11 August 2008

Many miles to go before I rest...

"Recapitulation...it's like going back to the beginning of things and then working your way through all the successive stages of human development to where we are now. ... Recapitulation is a good teacher...we all do it some way or another... ."

I read these words as hubby and I rolled along I-80 westbound for Omaha. It was a brief journey to help a family member settle into a new town and get started on a new phase in her life, the one that sets her on life's greatest adventure: discovering the woman she is destined to become.

But I'm not thinking about her as the word "recapitulation" dances across my tongue. I'm thinking, instead, of a road trip that hubby and I haphazardly plan for coming winter -- when the grass has gone dormant, the leaves have all fallen from the grapevines, the equipment is all winterized, the market has closed, and we face an open stretch of commitment-free time for the first time in thirty years spent together. The open road ... time to recapitulate... .
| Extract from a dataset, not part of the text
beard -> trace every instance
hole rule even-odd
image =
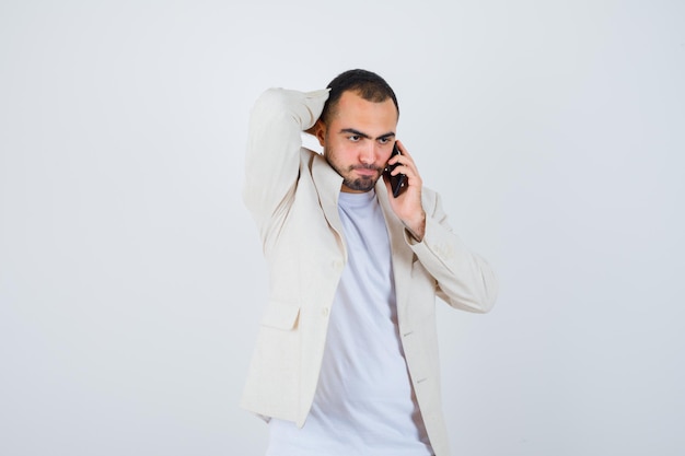
[[[375,183],[379,182],[383,173],[383,168],[375,165],[351,165],[347,168],[342,168],[329,157],[326,161],[336,173],[342,177],[342,185],[355,191],[369,191],[375,187]],[[353,176],[355,169],[373,169],[378,173],[376,176]]]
I've felt the pull of the open road since girlhood but roadblocks to what I imagine to be the ultimate freedom experience materialized before I could finish packing the car. I'm not complaining, mind you. I've loved my life that has included convention, middle-of-the-road suburban parenting and dutiful employment. I met all my responsibilities at the front door. Yet I believe there is still something to be learned and the road is my classroom, recapitulation my teacher.

Along I-80, hubby and I talked about taking to the road for weeks. Maybe we will sleep in the car or throw a mattress in the bed of the truck. I offered the image of a used VW camper bus with bright yellow daisies painted on the side. We can travel like gypsies or the way college kids used to when they were considered "poor." I'd bring the camera and the journal. He'd manage our stash of nourishment. Oh the lessons we could learn!

Of course there's no way to know for sure if this trip will ever materialize for us. Yet I long for it to occur. I long to hear and see places new, even if they look and feel as familiar as home. I want to examine what's old, yet new to me, to see if my understanding of the world changes in line with my perspective. And I want to experience life as if I stood at the starting gate. I want to ride again. I want to recapitulate.